Lawson isn’t impressed by it. “It’s okay to be hurt and it’s okay to be scared, but you gotta get over it. You’re hurt in your head as much as you are in your leg and you can’t just act like it’s not happening and expect it to go away.”
“What do you want me to do? Cry about it?”
“Have you? Since it happened, have you cried?”
“No.”
“That’s messed up.”
“Who are you to tell me how to feel?”
That gets him.
He hesitates, his eyes on mine but his thoughts are a million miles away. A million minutes to another time and another moment that I don’t understand because I can’t see it. Not the way he does.

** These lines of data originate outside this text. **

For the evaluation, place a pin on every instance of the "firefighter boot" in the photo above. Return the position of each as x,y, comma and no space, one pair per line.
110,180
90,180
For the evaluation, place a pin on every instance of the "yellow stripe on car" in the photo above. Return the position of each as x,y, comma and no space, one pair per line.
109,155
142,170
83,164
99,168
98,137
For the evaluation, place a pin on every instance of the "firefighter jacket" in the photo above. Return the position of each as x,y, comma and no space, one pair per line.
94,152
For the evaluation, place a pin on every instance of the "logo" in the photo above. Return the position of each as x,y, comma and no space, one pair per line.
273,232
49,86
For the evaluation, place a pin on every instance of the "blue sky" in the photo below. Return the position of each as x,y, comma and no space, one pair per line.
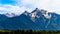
7,2
19,6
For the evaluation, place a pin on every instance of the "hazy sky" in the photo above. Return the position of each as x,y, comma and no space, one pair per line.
19,6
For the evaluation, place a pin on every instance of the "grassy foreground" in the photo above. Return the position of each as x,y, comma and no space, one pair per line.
29,32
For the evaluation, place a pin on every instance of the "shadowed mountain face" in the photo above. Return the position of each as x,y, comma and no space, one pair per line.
36,20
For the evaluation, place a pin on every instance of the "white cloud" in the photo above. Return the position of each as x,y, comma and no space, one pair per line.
12,9
49,5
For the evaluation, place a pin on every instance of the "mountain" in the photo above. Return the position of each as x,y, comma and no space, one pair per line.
36,20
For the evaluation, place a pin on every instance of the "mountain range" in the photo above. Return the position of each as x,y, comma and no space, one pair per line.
36,20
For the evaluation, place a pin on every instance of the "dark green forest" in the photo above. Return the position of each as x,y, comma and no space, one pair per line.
29,32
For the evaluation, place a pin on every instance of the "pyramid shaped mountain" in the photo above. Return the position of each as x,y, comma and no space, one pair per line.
36,20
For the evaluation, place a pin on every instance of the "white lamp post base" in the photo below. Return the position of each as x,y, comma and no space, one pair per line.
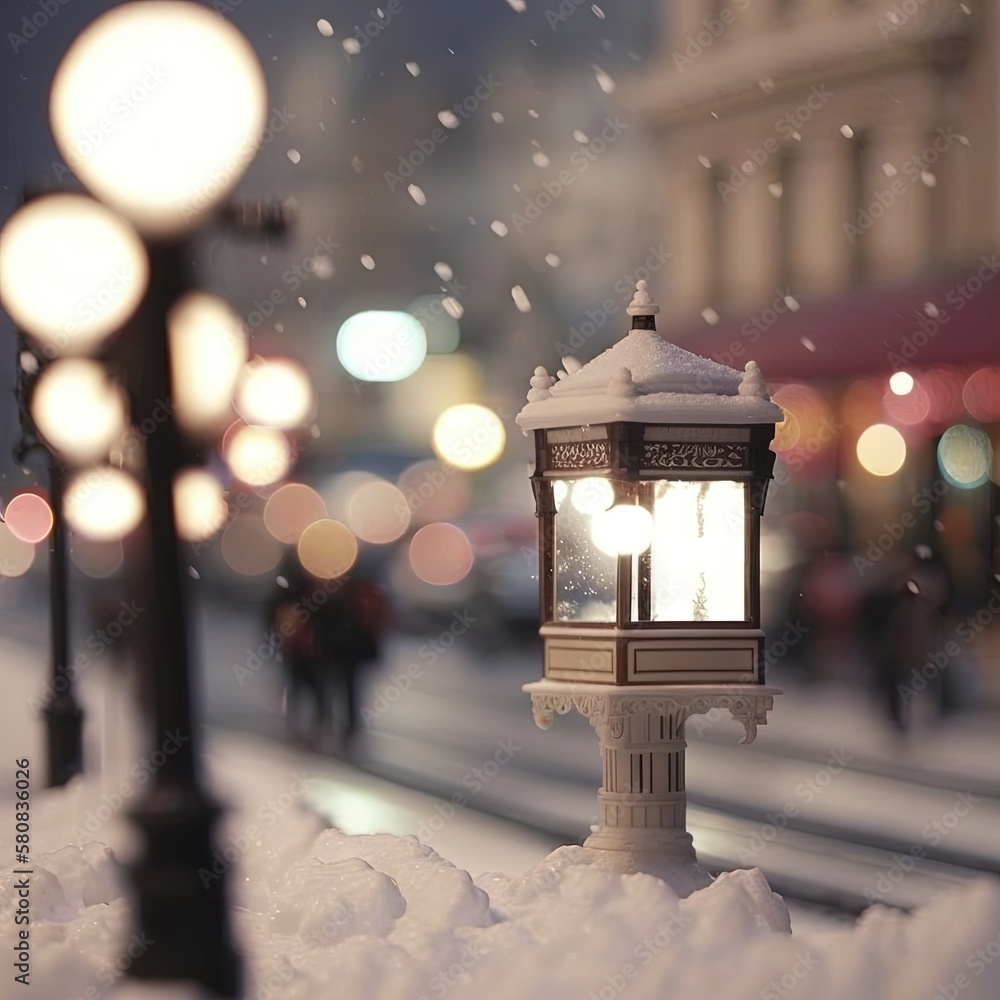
642,800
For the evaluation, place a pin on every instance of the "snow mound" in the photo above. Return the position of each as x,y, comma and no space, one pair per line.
386,918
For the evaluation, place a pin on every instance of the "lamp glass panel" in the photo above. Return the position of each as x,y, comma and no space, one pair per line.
698,559
585,577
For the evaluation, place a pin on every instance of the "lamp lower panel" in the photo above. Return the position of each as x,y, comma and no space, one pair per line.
663,660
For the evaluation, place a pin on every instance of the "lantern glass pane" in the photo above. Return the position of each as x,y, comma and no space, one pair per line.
585,577
698,559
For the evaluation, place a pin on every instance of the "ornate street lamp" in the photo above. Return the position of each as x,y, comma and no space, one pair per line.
651,471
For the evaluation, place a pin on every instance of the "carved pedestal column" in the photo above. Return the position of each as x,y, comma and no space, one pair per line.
642,802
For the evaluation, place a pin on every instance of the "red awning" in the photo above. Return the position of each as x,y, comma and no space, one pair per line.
950,319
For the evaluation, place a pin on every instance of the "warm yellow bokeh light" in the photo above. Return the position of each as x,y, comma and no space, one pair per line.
29,517
592,495
327,549
274,392
623,530
158,108
208,349
378,513
104,503
440,554
200,507
258,455
881,450
290,509
469,436
71,272
79,409
16,555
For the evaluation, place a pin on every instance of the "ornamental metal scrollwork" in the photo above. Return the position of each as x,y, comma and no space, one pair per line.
579,455
685,455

“You’re right,” he eventually answers quietly. “It’s not my business. But let me drive you home tonight at least.”
“Why?”
“Because I want to.”
That’s all the answer he gives me and as it turns out it’s all the answer I need. If he’d said it was because I’m hurt and that I can’t drive myself, I would be out of that car so fast his head would swim. But he makes it so it’s not about me. He’s not doing me a favor so I don’t have to thank him – not that he’d let me anyway – but it saves my pride. That’s something I’m starting to realize is important to me. Something I’m pretty sure Lawson already knew.
And for the second time that day it occurs to me that Lawson Daniel is more clever than anyone suspects.
I sit back, buckle my seatbelt, and even though we don’t speak on the drive home, he convinces me to take him up on his offer. I agree to let him drive me to Malibu.